IF 0.6 Q4 ORTHOPEDICS Pub Date : 2025-03-01 DOI: 10.5704/MOJ.2503.009
E Veizi, N Cay, B S Sezgin, A Sahin, A Firat, M Bozkurt

Introduction: Anterior cruciate ligament (ACL) reconstruction is a commonly performed surgical procedure. The objectives of this retrospective comparative study are (1) to evaluate the obliquity, size and the intra-articular aperture shape of the tibial tunnel in patients operated with an anteromedial portal technique, and (2) to determine their possible relation with revision surgery.

Material and methods: Patients operated for a primary ACL reconstruction between 2014 and 2018 were eligible. All patients of primary and revision ACL fulfilling the inclusion criteria were assessed for presence of a knee CT scan within one month of surgery and at least three years of follow-up. Several radiological parameters were measured for the study, among which: Tunnel height, Coronal tunnel angle, Maximal tunnel width and Sagittal tunnel inclination. Multivariate analyses were performed to identify parameters correlated with revision.

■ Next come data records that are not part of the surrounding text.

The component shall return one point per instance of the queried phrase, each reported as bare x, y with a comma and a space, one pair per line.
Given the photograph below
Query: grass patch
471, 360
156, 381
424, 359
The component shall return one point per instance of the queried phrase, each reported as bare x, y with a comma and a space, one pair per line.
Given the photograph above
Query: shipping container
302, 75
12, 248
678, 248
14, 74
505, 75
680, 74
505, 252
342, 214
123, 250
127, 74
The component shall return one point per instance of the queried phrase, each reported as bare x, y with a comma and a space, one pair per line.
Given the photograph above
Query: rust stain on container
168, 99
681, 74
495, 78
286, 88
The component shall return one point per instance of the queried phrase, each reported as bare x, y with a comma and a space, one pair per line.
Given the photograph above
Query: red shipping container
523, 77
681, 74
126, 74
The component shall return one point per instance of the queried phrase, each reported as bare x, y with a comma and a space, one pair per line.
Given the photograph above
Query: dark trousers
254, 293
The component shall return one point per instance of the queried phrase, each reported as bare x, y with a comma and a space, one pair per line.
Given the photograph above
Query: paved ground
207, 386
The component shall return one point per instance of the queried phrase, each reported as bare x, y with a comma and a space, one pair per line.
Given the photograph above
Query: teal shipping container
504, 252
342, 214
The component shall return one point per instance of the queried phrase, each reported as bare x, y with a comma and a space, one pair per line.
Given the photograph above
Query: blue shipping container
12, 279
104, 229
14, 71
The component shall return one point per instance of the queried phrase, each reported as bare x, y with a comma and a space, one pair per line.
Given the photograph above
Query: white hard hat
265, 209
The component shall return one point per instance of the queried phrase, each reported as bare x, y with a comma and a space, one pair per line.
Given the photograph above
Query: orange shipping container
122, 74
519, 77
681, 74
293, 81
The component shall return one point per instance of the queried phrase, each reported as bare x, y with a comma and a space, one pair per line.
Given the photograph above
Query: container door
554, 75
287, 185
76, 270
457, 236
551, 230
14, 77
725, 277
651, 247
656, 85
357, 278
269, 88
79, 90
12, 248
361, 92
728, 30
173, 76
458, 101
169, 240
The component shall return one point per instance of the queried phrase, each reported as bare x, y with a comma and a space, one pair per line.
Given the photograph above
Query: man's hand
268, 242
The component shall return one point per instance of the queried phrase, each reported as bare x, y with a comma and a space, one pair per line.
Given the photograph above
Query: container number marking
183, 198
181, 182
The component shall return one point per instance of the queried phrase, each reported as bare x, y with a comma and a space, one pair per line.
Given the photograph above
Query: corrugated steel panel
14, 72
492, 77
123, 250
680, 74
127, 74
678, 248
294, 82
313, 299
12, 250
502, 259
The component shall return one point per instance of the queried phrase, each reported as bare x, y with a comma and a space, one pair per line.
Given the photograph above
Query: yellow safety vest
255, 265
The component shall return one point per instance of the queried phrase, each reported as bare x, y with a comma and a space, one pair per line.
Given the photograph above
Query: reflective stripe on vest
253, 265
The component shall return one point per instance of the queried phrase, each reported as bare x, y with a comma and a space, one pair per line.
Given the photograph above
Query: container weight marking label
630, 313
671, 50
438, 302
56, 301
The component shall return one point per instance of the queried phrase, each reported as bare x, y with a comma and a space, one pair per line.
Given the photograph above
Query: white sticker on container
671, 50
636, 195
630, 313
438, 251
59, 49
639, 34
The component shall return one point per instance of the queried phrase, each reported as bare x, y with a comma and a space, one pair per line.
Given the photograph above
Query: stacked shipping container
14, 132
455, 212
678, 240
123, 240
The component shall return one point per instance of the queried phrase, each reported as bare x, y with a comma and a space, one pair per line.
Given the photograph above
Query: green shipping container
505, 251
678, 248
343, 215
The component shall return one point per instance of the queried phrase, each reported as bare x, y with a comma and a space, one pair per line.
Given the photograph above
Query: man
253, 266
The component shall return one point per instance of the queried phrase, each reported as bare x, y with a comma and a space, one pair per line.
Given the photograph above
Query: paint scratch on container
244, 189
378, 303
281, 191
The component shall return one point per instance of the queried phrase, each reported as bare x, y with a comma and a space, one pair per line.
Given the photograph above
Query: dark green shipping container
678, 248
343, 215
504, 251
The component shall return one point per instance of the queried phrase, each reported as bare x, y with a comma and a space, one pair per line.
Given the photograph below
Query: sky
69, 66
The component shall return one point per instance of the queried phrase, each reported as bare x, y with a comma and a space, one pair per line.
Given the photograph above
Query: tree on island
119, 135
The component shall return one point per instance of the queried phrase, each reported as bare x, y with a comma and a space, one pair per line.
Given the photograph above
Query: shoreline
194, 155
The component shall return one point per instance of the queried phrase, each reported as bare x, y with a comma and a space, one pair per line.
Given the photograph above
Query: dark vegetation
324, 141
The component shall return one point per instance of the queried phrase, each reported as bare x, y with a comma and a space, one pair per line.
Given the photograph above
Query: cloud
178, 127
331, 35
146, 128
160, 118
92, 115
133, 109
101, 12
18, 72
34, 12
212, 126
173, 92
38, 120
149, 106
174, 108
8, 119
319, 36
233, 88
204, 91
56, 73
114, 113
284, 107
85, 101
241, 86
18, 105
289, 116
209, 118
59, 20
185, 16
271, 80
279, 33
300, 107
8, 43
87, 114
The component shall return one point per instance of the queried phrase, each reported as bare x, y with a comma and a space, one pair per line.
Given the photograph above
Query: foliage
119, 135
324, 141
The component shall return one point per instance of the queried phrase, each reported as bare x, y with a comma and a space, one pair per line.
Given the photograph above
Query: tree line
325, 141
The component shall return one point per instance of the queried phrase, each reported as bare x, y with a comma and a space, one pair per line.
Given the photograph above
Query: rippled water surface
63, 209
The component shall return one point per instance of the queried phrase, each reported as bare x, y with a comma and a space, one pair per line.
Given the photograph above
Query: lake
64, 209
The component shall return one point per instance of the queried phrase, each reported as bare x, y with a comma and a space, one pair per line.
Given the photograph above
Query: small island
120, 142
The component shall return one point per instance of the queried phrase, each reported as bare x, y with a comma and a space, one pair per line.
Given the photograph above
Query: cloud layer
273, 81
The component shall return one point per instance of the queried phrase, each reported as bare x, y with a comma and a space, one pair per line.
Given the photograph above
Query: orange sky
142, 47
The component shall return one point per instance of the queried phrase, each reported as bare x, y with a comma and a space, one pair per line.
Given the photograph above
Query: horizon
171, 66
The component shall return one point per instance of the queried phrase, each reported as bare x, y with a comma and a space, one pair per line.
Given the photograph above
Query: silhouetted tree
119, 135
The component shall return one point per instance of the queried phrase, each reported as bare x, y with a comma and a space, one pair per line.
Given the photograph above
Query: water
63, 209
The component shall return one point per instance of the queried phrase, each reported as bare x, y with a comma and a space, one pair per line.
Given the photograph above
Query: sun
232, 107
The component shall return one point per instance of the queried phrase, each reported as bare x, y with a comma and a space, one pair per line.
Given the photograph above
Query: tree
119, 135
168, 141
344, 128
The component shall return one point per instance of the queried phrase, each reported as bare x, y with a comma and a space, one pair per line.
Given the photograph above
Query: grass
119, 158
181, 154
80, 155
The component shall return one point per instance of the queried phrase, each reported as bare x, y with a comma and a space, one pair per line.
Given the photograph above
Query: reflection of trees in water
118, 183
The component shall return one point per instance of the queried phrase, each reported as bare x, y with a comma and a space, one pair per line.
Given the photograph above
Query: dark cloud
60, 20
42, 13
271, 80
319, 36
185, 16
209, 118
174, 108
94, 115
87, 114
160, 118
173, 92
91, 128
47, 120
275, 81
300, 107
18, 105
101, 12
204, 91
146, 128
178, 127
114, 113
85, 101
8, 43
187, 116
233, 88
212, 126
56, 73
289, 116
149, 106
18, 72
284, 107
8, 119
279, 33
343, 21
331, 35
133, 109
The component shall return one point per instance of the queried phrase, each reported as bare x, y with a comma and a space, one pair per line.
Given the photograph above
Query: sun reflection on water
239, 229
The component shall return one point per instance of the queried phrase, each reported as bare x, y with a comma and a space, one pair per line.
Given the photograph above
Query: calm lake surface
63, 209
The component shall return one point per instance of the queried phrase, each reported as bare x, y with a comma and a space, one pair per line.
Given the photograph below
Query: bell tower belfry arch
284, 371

Results: Mean age of the primary group was 30.5±8.4 versus 29.4±8.0 of the revision group. The majority of patients were males in both groups (n=33, 76.7% and n=38, 95.0%, respectively). A longer diameter of the intra-articular ellipse (p=0.005) and an increased mid-tunnel to TT distance on the axial plane (p=0.006) were significantly correlated with revision. A ROC curve analysis determined a cut-off value of 27.9mm from the tubercle was an optimal entry point.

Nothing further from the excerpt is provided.